A few months ago I paddled with some friends at the Inwood Canoe Club who'd bought some new drysuits. Inexpensive drysuits, at that. The quality seems good but there was one caveat - they had to cut their own gaskets.
The suits basically come with standard rubber wrist and neck gaskets. However, they are completely sealed. It's hard to make out in this photo, but trust me friends there is no hole there. They had to cut the hole themselves.
The first step was to take a little nip - not big enough for head and neck, just enough to get a proper hole started.
After that they tried a technique seen on more customary neck gasket trimming: Poking a CD stack case evenly to stretch it out, and then running the sharpest blade availabled around it in one cut. Ideally this would have been an X-acto knife (or, "Blade of Exact Zero", if you will), but in this case the scissors were adequate.
They haven't gone on a "swim test" but the gaskets were certainly tight - my friends reported some additional trimming later on when they got home. These are unisex with limited sizing - not the sexiest suits we've seen, though they do make a big deal about having a flap to cover the front relief zipper, aka the pee-hole.

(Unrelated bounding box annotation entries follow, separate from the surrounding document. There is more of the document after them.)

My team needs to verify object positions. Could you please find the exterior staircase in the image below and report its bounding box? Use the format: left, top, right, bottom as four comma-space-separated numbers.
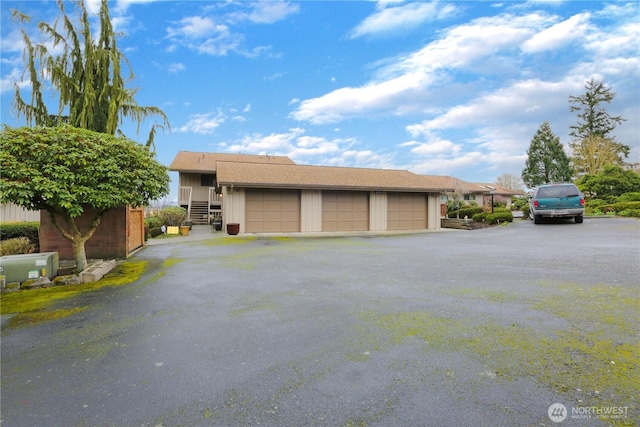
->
189, 201, 209, 224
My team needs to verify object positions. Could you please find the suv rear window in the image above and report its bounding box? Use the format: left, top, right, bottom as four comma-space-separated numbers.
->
536, 184, 580, 199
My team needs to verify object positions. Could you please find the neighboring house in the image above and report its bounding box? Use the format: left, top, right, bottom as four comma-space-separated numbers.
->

These drysuits are made and sold by Mythic Gear, http://www.mythicdrysuits.com/ . Check out their website for more information.
For myself, I'll stick with my Gore-tex drysuit, going on its fourth year with only one gasket replacement (which was my fault - my right hand got a little impatient once). There are other low-cost alternatives out there, including trilaminate materials, plastic zippers, and and open feet.
Before making any drysuit or cold-water paddling purchase, it's very important to have a solid understanding of cold water paddling, and knowledge of what a drysuit does and does not do.
That said, these semi-DYI suits are another option to consider.